Records kept in the farrowing quarters include: birth date, number of piglets born alive and dead, date and cause of death of piglets, pedigree information, number of piglets weaned, and piglet (or litter) weaning weight. Remarks on anything unusual or wrong with the piglet should be noted as well. In addition, many producers are recording feed intake during lactation. Medications given to animals should be recorded to ensure treatment protocols and withdrawal periods are followed.

Have cards, clipboards, or other recording devices near each farrowing crate or pen. Having the opportunity to record information the moment it is collected or observed ensures accuracy. Always have a pencil or pen in your pocket and also with the equipment used to process piglets. Record data in ink whenever possible and practical. This makes the forms easier to read and ink also withstands the environment of the farrowing quarters better. Also, record data in legible handwriting and make it a habit to write your initials beside the entry if more than one person routinely works in the farrowing quarters.

Daily Piglet Observation

Closely observe each piglet at least twice daily for evidence of adequate milk production by the sow. Careful observation of piglet behavior and body condition is the best method of determining if a sow is milking well. Lactation failure must be treated aggressively and the litter may need to be given supplemental milk as the sow is recovering.
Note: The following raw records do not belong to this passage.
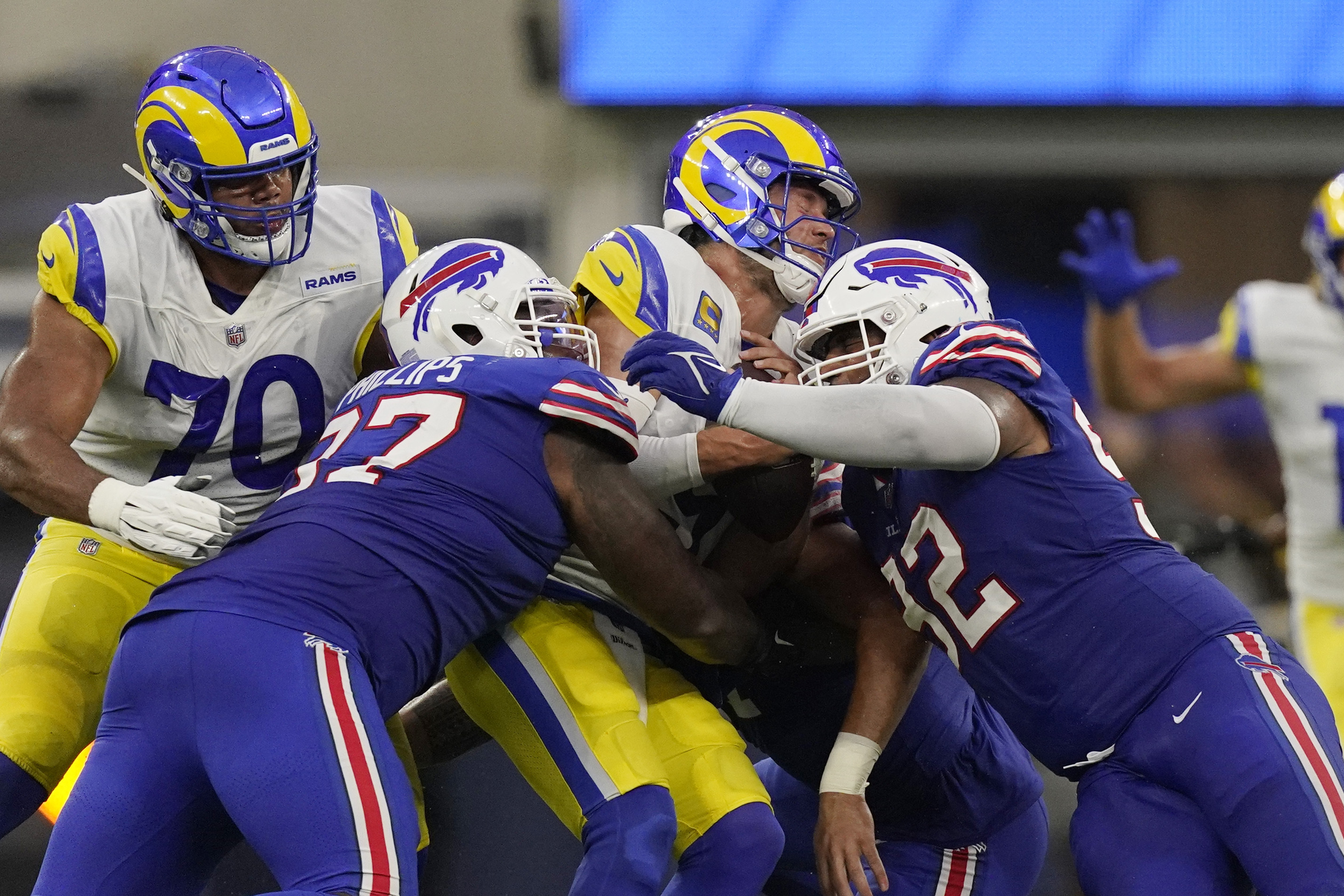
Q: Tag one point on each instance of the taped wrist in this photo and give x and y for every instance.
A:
(107, 503)
(850, 763)
(638, 403)
(667, 465)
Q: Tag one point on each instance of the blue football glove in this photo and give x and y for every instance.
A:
(1112, 271)
(682, 370)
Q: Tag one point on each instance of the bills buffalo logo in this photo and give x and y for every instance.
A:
(1256, 664)
(465, 266)
(913, 269)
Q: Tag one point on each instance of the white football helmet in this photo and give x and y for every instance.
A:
(910, 292)
(483, 297)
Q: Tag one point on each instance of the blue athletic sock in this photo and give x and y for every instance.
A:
(627, 845)
(21, 796)
(733, 859)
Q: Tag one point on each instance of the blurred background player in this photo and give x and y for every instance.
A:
(1284, 342)
(1014, 543)
(436, 503)
(164, 320)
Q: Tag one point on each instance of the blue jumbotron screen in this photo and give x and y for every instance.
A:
(1197, 53)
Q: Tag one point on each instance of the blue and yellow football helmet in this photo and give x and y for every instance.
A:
(219, 115)
(1323, 241)
(720, 176)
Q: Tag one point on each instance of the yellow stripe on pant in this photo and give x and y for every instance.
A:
(77, 592)
(549, 688)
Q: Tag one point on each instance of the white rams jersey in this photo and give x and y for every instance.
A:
(240, 397)
(1293, 347)
(652, 280)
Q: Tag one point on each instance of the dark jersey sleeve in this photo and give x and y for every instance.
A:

Healthy, well-nourished piglets run around and play, especially when the sow rises to eat. For the first few days of their lives, piglets do little more than eat and sleep. However, in a few days they begin to be active away from the udder. These activities are delayed in piglets that are sick or undernourished. After a successful nursing, piglets will often settle down and sleep. Milk is frequently seen around their mouths.

In the normal sow, milk ejection from the teats starts about one to three minutes following initiation of nursing behavior (which occurs about once each hour in early lactation). Then oxytocin is released and milk letdown occurs. The piglets will nurse steadily for about 30 seconds then gradually quit. Piglets nursing a sow with lactation failure will spend more time at the udder, including fighting, and will be less content. If the piglets’ needle teeth have not been clipped, they can inflict severe damage to the faces and snouts of litter mates and sometimes to the sow’s udder.

Well-nourished piglets have tight, shiny skin and a thrifty look, i.e., “bloom”. Piglets go from having less than 1% body fat at birth to about 10% by 10 days of age. Much of that fat is stored just under the skin. It is that rapid accumulation of subcutaneous fat that gives piglets tight, shiny skin and a thrifty look. Piglets that are not performing well, have loose skin, look depressed, and have a “hairy” appearance.